Ces énormes investissements et les attentes de croissance du secteur reposent tous sur une hypothèse centrale : l’amélioration continue des modèles de pointe, leur déploiement continu auprès des clients, générant des revenus suffisants pour couvrir les investissements massifs dans les infrastructures. Cette hypothèse est aujourd’hui fragile. OpenAI s’est engagée à investir environ 1 400 milliards de dollars sur huit ans, mais ses revenus actuels ne sont que d’environ 13 milliards de dollars (Sam Altman conteste ce chiffre de 13 milliards, affirmant que les revenus réels sont bien supérieurs). Les entreprises ont massivement augmenté leurs infrastructures à l’avance, mais les bénéfices de l’IA ne se sont pas encore pleinement matérialisés dans les données macroéconomiques. Les investisseurs parient sur la valeur terminale à long terme, sur la capacité de ces systèmes d’IA à être commercialisés à grande échelle à l’avenir.
La directive de retrait de Fable ajoute une énorme incertitude à l’ensemble du secteur : le gouvernement américain va-t-il désormais régulièrement restreindre le déploiement public des grands modèles de langage ? La logique exposée plus haut suffit à montrer que des mesures de retrait régulières sont très probables. Si cela se concrétise, la logique de croissance sous-tendant les 725 milliards de dollars de dépenses d’investissement annuelles s’effondrera, et toute la chaîne industrielle, en amont comme en aval, subira des chocs en cascade :
Un centre de données construit avec 200 milliards de dollars d’investissements ne peut générer aucun retour si le gouvernement interdit au modèle d’IA qui lui est associé de fournir des services au public. Combiné à la dépendance du marché boursier à l’égard de la thèse de la croissance de l’IA, tout ralentissement, voire régression, du développement de l’IA de pointe entraînera des pertes pour les investisseurs mondiaux.

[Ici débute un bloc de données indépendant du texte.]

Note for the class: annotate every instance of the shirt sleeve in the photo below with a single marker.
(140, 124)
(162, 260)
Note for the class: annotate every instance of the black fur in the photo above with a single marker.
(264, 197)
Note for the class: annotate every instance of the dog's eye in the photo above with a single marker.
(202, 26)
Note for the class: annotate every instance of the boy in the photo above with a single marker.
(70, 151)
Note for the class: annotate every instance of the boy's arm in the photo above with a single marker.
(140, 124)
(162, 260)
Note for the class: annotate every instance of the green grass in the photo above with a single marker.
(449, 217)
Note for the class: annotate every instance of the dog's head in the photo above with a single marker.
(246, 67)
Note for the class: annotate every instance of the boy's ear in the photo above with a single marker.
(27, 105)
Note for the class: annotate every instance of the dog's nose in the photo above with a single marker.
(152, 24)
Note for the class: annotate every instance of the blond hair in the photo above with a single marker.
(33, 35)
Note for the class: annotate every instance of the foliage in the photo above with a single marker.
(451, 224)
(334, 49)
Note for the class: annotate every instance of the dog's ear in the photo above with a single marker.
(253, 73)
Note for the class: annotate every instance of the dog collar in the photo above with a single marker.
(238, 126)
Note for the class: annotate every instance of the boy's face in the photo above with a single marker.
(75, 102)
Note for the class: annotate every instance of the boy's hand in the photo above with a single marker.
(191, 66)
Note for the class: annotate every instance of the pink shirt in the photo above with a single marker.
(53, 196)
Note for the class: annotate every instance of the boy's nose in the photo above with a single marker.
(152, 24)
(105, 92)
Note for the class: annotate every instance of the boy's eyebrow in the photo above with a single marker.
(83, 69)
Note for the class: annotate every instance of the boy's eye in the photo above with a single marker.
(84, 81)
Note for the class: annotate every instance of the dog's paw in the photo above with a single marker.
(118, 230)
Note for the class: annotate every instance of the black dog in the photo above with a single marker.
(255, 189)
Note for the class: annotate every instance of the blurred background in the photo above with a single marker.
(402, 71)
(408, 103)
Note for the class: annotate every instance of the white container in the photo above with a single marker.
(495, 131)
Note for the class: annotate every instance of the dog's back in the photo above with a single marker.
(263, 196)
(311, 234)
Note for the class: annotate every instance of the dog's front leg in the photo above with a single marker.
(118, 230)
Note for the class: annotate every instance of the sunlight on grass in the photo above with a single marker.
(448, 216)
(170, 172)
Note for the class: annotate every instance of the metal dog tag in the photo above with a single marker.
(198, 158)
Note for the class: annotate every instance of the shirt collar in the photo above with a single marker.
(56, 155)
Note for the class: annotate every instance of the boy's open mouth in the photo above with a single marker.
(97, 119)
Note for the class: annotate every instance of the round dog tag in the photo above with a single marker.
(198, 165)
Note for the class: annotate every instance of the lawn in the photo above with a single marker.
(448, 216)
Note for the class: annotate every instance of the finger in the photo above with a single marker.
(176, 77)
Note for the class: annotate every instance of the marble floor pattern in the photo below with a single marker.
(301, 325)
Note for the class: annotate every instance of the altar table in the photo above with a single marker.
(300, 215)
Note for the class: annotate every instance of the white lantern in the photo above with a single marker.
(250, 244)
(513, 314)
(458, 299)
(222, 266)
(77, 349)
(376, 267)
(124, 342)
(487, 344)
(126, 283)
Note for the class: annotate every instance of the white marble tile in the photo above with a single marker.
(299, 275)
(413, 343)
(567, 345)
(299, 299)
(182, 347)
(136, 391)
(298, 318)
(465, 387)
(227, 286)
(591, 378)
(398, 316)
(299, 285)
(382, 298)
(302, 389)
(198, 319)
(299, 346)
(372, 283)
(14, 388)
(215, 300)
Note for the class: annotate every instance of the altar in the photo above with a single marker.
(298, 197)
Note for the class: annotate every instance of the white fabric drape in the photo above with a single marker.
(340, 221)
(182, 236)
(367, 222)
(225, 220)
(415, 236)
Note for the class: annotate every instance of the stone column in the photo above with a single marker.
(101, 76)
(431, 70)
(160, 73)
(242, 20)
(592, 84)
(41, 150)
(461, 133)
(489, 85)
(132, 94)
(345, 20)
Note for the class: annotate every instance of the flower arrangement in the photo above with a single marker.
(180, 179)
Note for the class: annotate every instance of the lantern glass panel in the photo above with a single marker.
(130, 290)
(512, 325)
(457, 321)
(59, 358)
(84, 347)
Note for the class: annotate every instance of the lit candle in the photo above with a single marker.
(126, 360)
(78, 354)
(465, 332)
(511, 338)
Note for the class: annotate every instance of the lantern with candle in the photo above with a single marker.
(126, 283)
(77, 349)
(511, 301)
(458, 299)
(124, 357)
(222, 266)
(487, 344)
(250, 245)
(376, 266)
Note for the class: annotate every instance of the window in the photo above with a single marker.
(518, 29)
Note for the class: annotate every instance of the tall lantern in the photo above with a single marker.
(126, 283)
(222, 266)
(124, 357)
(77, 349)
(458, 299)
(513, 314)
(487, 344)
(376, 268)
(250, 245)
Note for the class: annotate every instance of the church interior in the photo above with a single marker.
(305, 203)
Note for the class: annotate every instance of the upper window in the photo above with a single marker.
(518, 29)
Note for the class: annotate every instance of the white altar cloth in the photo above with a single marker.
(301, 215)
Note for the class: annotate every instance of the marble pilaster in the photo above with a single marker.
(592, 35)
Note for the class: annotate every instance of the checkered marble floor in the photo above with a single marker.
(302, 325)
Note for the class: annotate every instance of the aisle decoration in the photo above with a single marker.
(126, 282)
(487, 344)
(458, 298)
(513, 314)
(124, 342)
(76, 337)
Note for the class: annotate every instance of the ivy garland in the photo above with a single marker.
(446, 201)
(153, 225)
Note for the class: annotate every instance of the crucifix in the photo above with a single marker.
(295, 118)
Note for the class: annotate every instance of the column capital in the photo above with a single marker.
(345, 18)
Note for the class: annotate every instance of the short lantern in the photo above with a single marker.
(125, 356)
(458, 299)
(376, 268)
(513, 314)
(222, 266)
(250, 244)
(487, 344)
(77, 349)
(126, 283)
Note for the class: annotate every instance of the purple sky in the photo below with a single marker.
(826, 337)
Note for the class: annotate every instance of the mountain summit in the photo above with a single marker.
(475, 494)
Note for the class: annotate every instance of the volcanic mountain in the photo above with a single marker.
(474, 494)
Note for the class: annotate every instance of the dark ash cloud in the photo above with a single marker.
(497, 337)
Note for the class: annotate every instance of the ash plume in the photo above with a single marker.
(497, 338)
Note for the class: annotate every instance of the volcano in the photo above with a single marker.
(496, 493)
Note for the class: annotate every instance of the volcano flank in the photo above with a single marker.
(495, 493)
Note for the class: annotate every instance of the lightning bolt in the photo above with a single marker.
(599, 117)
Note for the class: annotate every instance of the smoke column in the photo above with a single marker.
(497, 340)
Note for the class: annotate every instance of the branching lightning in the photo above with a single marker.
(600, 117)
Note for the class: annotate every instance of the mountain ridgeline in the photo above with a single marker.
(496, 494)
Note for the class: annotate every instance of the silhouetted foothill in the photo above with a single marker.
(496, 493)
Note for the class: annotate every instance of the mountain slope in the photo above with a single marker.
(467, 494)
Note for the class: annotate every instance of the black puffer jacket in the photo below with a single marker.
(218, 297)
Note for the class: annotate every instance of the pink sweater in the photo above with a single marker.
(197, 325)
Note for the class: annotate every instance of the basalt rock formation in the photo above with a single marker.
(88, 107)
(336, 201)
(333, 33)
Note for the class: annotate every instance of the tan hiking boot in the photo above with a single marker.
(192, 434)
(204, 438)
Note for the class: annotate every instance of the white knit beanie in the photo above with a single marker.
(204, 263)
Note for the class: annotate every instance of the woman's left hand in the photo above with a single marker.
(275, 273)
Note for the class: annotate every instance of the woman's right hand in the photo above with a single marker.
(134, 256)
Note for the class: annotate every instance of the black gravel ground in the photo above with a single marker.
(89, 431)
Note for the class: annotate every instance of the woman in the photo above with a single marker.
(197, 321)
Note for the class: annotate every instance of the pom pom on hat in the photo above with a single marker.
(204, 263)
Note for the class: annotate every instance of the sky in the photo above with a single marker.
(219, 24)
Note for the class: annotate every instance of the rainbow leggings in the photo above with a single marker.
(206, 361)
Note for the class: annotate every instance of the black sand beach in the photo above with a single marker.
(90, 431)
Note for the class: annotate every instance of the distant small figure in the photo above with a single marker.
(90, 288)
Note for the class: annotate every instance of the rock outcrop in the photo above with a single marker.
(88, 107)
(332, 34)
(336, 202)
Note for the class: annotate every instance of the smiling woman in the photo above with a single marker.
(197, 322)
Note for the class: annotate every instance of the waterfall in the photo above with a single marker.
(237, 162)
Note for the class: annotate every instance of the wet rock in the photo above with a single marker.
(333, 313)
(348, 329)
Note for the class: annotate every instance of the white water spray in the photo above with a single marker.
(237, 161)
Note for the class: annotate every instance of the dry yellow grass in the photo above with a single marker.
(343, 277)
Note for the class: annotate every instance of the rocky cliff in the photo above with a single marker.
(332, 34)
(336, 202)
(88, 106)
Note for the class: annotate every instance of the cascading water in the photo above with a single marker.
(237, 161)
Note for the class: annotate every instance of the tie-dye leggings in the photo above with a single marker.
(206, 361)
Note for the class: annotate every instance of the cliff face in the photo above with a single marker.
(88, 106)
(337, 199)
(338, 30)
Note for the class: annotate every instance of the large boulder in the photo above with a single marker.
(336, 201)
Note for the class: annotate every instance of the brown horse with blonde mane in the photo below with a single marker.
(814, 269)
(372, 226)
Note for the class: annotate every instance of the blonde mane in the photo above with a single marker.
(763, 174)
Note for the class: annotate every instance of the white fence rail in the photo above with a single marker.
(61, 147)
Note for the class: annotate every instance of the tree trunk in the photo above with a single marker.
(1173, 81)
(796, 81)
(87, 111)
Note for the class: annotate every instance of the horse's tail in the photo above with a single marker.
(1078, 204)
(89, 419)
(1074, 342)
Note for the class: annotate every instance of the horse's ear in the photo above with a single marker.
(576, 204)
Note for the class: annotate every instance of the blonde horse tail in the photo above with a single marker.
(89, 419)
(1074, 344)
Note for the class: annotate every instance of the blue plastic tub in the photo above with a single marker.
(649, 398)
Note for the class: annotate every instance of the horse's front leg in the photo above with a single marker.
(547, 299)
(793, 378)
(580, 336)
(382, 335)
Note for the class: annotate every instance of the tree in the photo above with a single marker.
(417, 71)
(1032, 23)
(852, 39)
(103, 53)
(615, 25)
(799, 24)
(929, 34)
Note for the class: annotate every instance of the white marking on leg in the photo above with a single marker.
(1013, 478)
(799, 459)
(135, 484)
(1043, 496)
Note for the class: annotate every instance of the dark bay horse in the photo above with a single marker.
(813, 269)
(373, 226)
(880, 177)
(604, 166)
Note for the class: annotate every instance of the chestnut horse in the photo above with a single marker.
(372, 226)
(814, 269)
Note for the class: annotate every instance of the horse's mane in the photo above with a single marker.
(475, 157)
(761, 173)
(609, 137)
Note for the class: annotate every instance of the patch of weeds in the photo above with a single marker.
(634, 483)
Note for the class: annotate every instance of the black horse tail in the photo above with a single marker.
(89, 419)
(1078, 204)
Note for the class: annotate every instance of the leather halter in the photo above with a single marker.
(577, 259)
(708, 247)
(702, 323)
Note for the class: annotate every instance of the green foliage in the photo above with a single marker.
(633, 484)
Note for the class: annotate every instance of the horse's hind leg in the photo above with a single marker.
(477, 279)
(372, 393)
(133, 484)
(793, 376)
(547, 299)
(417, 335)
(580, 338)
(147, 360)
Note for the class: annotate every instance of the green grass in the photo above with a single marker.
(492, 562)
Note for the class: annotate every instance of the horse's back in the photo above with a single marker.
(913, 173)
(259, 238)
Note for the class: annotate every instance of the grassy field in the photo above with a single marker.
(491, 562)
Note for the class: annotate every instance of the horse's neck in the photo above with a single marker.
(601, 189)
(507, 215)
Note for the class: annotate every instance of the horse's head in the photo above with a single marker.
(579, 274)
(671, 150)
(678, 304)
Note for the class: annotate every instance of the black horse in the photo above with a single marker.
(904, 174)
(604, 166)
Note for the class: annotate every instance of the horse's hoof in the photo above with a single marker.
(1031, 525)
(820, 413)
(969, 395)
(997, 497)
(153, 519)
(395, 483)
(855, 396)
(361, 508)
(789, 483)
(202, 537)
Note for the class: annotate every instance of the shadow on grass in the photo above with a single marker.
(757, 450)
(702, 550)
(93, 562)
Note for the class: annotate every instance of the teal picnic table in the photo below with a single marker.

Plus d’une centaine des meilleurs experts en cybersécurité des États-Unis demandent conjointement l’annulation de cette directive. Anthropic a déposé une demande d’introduction en bourse secrète ce mois-ci, avec une valorisation estimée à près de 965 milliards de dollars ; aujourd’hui, le produit phare de cette entreprise peut être complètement fermé sur la base d’une seule notification tardive d’un seul organisme, sans que l’entreprise dispose d’une voie de recours efficace.
Ce modèle de régulation de l’IA doit être aboli à temps pour éviter qu’il ne devienne un cadre réglementaire permanent pour l’industrie américaine de l’IA. S’il devient un mécanisme de gouvernance normalisé, Anthropic, la recherche en IA dans l’ensemble du secteur et la position de leader technologique mondial des États-Unis subiront des dommages considérables.